Table of contents

Introduction
Automation, yes, but which automation?
What is automation
Layers of automation
Layer relationship to each other
Primary layers
Horizontal Secondary layers
Vertical Secondary layers
Using a concrete example
Infrastructure layer
- Secondary automation layers
- Containers at the infrastructure layer
Service layer (I)
- Containers as an automation technology
Service layer (II)
Secondary automation layers for the service level of our example
Application Layer
Relationship between Build - Test - Deploy automation layers
Build job automation
Test automation
Deployment automation
Service discovery automation
Monitoring and alerting automation
Conclusion

Introduction

This material is taken from a presentation I have given several times on several forums in the past. It is about automation and the various forms it takes in an organisation.

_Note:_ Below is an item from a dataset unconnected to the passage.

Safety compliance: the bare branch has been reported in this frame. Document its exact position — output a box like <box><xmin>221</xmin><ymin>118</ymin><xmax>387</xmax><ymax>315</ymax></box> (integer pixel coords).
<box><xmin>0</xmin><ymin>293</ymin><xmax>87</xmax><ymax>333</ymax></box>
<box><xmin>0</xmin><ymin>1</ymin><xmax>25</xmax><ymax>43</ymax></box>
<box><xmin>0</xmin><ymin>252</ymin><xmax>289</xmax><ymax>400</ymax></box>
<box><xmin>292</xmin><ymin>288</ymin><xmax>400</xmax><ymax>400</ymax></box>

I believe that most organisations are not aware of the various types that are in play, and this is why I think that this material should become available as a blog post for a wider audience.

Automation, yes, but which automation?

Automation is great, but it is a horribly overloaded term.
Lots of people use it to describe entirely different things, leading to confusion.
This is an attempt to highlight the various types of automation in place on an average SaaS environment.

What is automation

According to the International Society of Automation, automation is:

the creation and application of technology to monitor and control the production and delivery of products and services

and people who are involved in automation include:

everyone involved in the creation and application of technology to monitor and control the production and delivery of products and services

As we can see, this is a pretty wide definition, and we need to break it down in order to understand it in the context of a build and deployment environment.

Layers of automation

The layers of automation that can be identified in a traditional setup can be seen in the following diagram. We will proceed to explain each one of them in the following sections.

Layers of automation representation

Layer relationship to each other

We can divide our automation layers into two large categories:

Primary automation layers
Horizontal and vertical secondary automation layers

Primary layers are easily identifiable high-level layers of our tech stack that exist independently of the actual technologies in use and can in themselves contain other secondary layers of automation. Quite often, these secondary layers depend on the primary-level automation to be already in place.

Primary layers

We can identify three primary layers:

Infrastructure layer (our virtual machine or base container)
Service layer (our Tomcat or database server)
Application layer (our actual application deployed in the previous service)

Horizontal Secondary layers

Horizontal secondary layers are not standard and may vary depending on environment and tech stack. For demonstration purposes, we will analyze here a classic Java application with a database backend.

The primary layer with the most secondary automation layers is the Application layer. In it, we can identify the following horizontal secondary automation layers:

Build job automation
Testing automation
Deployment automation

Vertical Secondary layers

In some cases, we have secondary automation layers that cross more than one primary level vertically. We can identify the following common vertical secondary layers:

Service discovery
Monitoring
Alerting

Using a concrete example

The various layers have different demarcation points depending on the project they define. In order to more easily understand the automation layers concept, we will use a typical example that consists of:

A Java web service with JMX support
Tomcat 8
PostgreSQL DB server
Red Hat Linux OS

Infrastructure layer

The infrastructure layer consists of the lower-level functions of the operating system. It is usually automated by using Chef, Puppet, SaltStack, etc., in regards to basic OS patches, security fixes, etc., usually installing packages available in the various official repos.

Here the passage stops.